In order to get actionable results from your performance tests, you need to create scenarios that closely mimic the expected behavior of your users.
After all, what good is a test if it’s not preparing you for a real-world event?
Whenever a user stops taking actions in order to think about their next move in an application, that translates to “client sleep time” in your user scenario — and it’s an incredibly important, yet often-forgotten function.
Sleep is Good for You (And Your Performance Tests)
It’s very important to think about how a user interacts with your application when scripting a performance test.
Sometimes a user needs to stop and read directions, a description or documentation. Or maybe you expect them to stop and admire the beauty of your app or the images on the page.
Whatever the case, you need to factor that sleep time into your tests when you expect several users to be doing that at the same time.
For the example below, we added sleep time in the flow of users going from our homepage to our pricing page.
In this example, we expect users to read the content on our homepage for an average of 30 seconds before taking a look at our pricing page. Of course, no two real users are the same, so we want the virtual users (VUs) in this test to stay on the homepage for anywhere between 20 and 40 seconds.
Remember, when it comes to pretty much everything in performance test scripting: Randomization is typically the way to go!
The Load Impact User Scenario Recorder
One of our most popular tools to create realistic user scenarios is the Load Impact User Scenario Recorder, a handy little Chrome extension people use to record live actions taken in their browser.
The recorder is a great tool to quickly create a user scenario that can be used in your load tests. But one thing people don’t always consider is their familiarity with their own applications when recording a scenario.
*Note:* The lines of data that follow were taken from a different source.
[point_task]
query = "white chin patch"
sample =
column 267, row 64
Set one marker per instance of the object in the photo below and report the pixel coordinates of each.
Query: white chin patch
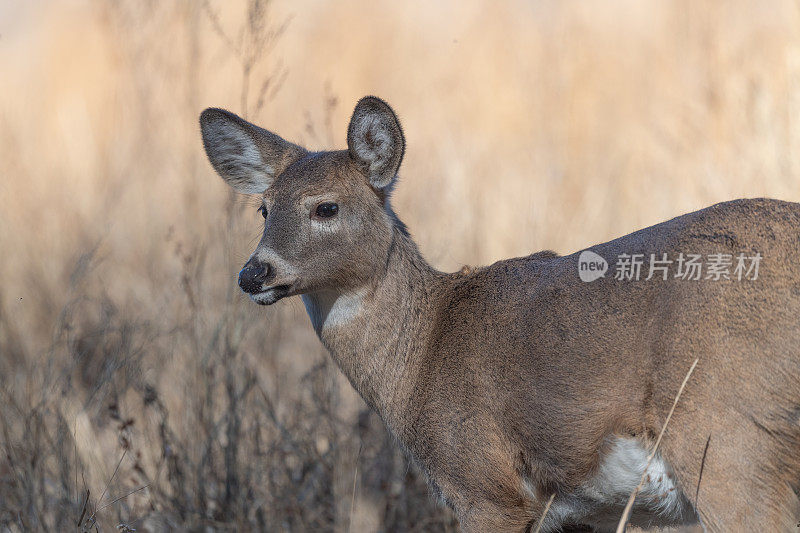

Think about it, you know your application and the desired user flow better than anybody. So, when you’re clicking around while using the recorder, it’s very likely you’re navigating faster than the average user — and that can be the difference between getting actionable result data and being misled by your own bias.
That’s where client sleep time comes in.
We automatically add some sleep time to each page based on the time our recorder sees you “idle” between pages, but you have complete control over the scripts you create, so make sure you go in and adjust client sleep time accordingly for every page in your test — after all, you will have the most insight into what your users are actually doing!
When it comes to planning the most realistic user scenarios, it’s always a good idea to not only think about what you expect your users to do in your app, but to go through your actual data.
Whether it’s looking at your server logs or checking out your most common behavior flow in Google Analytics, you likely have tools in place that show you what people are doing. From there, simply find the average time on page for each step, and add randomized sleep time as needed!
Adding sleep time to your load tests is another example of how knowing your users (and potential users) greatly informs your performance testing and can help produce actionable results.If there’s one thing a lot of the developers we know could use more of, it’s sleep. So, be kind to your user scenarios and give them that luxury!